Tra questi c’è anche l’Italia, che già col governo precedente aveva accolto con un certo scetticismo i tentativi di portare avanti l’iniziativa, sebbene sia stata la prima nazione del G7 a firmare il progetto cinese della “Via della Seta”, per poi in un secondo momento ritrattare. 

Il governo Draghi ha una posizione molto più vicina agli Stati Uniti che alla Cina. Dopo avere chiesto e ottenuto la fetta più grossa di un Recovery Fund largamente voluto e sovvenzionato dalla Germania, l’Italia tende la mano a Biden e a una possibile riaccensione di un’Alleanza Atlantica che oggi vedrebbe l’Italia attivamente impegnata contro la Cina.

La posizione del governo italiano sembra inoltre essere condivisa all’interno dell’Unione Europea. Qualche giorno fa, infatti, la Commissione Europea ha deliberato che non richiederà al Parlamento Europeo né agli Stati membri la ratifica dell’accordo con la Cina, ritenendo la situazione politica inadatta. Queste almeno sono le parole usate dal vicepresidente della Commissione Europea Valdis Dombrovskis. 

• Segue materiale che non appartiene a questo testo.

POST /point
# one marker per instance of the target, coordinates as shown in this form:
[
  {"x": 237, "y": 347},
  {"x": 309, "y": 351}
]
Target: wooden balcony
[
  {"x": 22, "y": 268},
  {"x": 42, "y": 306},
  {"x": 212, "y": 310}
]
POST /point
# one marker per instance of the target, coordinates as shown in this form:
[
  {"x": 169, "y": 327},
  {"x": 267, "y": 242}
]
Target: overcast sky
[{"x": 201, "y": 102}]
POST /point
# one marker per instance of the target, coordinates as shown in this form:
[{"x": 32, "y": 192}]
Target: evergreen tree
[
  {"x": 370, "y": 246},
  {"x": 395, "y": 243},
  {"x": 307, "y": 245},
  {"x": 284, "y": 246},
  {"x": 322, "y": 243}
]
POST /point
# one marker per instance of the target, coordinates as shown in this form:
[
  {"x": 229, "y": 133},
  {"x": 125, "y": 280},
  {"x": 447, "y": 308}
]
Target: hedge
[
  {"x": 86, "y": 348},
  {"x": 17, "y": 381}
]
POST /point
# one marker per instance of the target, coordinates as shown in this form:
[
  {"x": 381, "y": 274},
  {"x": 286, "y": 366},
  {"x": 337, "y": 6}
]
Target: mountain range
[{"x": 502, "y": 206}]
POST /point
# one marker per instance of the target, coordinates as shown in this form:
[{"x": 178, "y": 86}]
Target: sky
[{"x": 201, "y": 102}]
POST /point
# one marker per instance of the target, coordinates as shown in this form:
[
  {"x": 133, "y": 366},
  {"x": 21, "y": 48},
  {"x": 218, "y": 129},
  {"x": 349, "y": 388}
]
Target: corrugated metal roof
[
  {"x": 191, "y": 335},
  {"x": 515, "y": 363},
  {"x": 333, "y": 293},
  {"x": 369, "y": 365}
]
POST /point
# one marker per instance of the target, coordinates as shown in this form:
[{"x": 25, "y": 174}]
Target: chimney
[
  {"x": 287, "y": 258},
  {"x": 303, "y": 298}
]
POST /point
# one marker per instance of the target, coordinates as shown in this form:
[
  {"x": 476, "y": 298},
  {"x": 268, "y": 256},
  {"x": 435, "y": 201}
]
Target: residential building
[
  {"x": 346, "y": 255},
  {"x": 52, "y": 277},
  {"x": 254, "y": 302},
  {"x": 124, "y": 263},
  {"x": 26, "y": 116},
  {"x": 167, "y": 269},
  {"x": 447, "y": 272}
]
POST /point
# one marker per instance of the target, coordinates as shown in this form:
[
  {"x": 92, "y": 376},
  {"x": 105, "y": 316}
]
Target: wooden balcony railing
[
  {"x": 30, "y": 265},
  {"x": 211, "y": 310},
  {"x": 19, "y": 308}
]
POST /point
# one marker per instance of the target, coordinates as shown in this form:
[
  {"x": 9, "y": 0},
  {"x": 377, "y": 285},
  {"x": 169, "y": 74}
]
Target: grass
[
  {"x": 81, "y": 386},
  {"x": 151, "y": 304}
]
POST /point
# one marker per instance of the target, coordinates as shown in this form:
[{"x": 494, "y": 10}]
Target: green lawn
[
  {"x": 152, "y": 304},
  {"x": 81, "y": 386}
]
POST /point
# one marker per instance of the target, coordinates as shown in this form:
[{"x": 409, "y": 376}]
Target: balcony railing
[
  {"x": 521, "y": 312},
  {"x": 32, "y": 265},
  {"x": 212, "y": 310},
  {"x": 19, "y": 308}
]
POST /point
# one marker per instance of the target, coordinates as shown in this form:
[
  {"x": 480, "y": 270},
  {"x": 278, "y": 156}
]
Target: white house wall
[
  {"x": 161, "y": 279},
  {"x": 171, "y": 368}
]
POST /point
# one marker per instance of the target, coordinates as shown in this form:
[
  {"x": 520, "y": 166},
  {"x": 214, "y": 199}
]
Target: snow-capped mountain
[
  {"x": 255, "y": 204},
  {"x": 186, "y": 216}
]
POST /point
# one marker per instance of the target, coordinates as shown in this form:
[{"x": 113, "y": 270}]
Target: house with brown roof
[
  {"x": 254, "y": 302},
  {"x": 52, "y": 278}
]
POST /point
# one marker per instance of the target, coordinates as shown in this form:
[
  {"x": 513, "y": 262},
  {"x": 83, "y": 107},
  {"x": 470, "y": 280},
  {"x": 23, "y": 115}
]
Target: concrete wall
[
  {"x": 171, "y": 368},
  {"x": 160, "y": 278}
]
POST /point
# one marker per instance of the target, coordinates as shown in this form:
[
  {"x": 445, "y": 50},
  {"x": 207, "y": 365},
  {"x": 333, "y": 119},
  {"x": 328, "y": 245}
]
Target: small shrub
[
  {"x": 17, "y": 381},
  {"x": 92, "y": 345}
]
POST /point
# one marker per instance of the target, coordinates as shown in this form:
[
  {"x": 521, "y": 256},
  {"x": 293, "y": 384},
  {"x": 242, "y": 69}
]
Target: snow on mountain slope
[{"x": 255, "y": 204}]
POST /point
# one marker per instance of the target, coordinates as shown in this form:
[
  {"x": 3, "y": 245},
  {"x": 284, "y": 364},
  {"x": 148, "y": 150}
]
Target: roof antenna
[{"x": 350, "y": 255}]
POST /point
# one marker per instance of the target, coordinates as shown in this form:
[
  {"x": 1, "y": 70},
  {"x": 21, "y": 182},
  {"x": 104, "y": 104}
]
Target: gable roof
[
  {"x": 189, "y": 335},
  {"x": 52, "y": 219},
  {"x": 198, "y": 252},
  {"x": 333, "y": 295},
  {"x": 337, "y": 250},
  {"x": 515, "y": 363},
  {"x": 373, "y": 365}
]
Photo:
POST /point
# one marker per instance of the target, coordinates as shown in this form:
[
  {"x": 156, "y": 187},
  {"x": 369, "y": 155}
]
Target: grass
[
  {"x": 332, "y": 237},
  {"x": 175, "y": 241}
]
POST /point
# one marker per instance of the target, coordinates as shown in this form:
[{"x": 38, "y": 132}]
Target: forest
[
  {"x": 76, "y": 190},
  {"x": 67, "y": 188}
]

Nelle dichiarazioni di Dombrovskis vengono citate le recenti sanzioni europee verso la Cina – per via della persecuzione contro la minoranza musulmana degli Uiguri – e le controsanzioni cinesi che hanno di fatto bloccato l’accesso al territorio della Repubblica Popolare a molte figure del Parlamento Europeo. Questo scambio di sanzioni lascia presagire che, almeno al momento, l’esito dei negoziati è tutt’altro che scontato.

In sintesi, tra una Cina che si allontana dai suoi potenziali futuri sbocchi commerciali e un’Europa che oscilla tra nuovi accordi in bilico e vecchie alleanze, l’America di Biden sembrerebbe, per ora, uscirne più forte, riuscendo a ostacolare la formazione di nuovi equilibri che potrebbero avvantaggiare il suo principale avversario sullo scacchiere geopolitico.